Nonetheless, it cannot be guaranteed that the mobile device 100 or external controller 50 will have a port that is suitable to receive the charging coil assembly's connector. For example, the above-cited references disclose that a connector of a charging coil assembly can comprise a Universal Serial Bus (USP) connector coupleable to a USB port on the mobile device 100 or external controller 50. However, such USB ports and connectors come in different sizes and shapes, making general use of such USB-style charging coil assemblies difficult.
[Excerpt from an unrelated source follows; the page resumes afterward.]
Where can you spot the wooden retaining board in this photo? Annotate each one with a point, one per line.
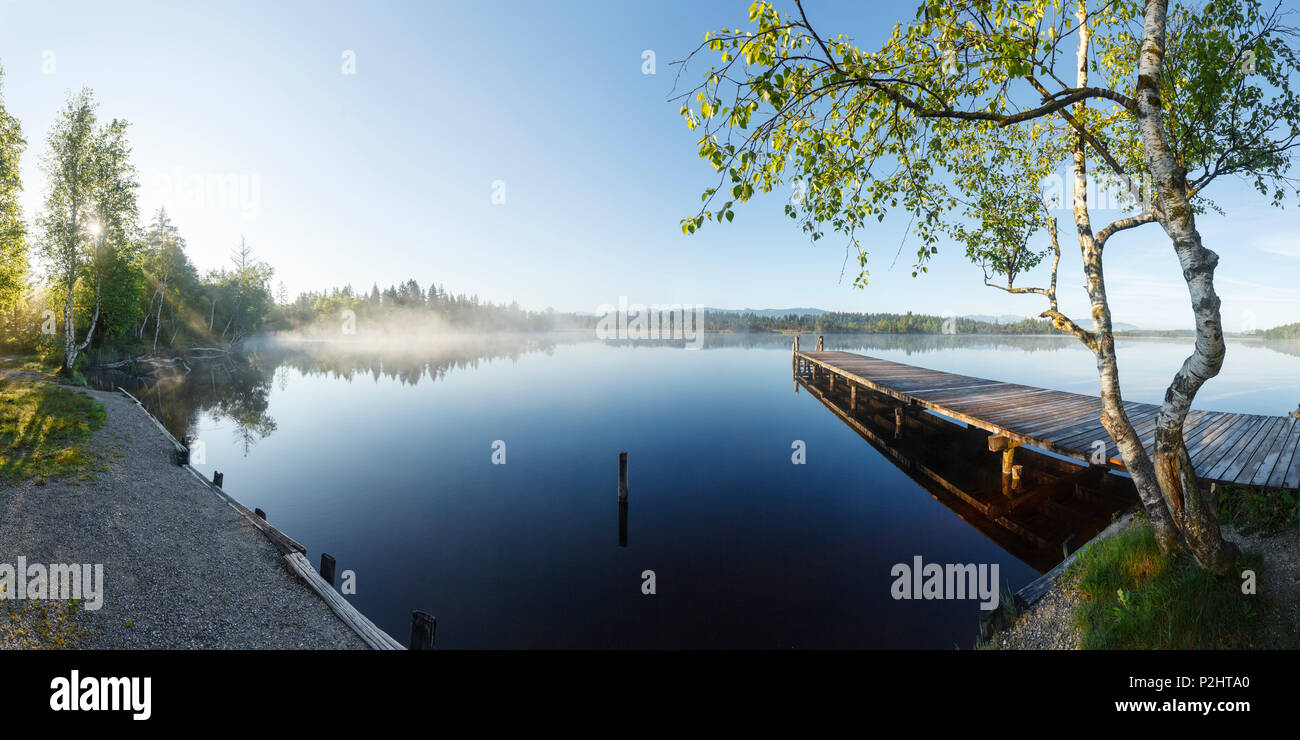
(1242, 449)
Moreover, and as discussed in the above-referenced '050 Application, special provisions must be made to ensure that the charging coil assembly can communicate with and be controlled by the mobile device 100 or dedicated external controller 50. This is true because USB communications occur with a particular protocol in which communicating devices exist in a master/slave relationship. The USB ports provided on general-purpose mobile devices 100 for example are typically configured as a slave, and thus the charging coil assembly must include USB interface circuitry programmed to act as the master. This complicates design of the charging coil assembly.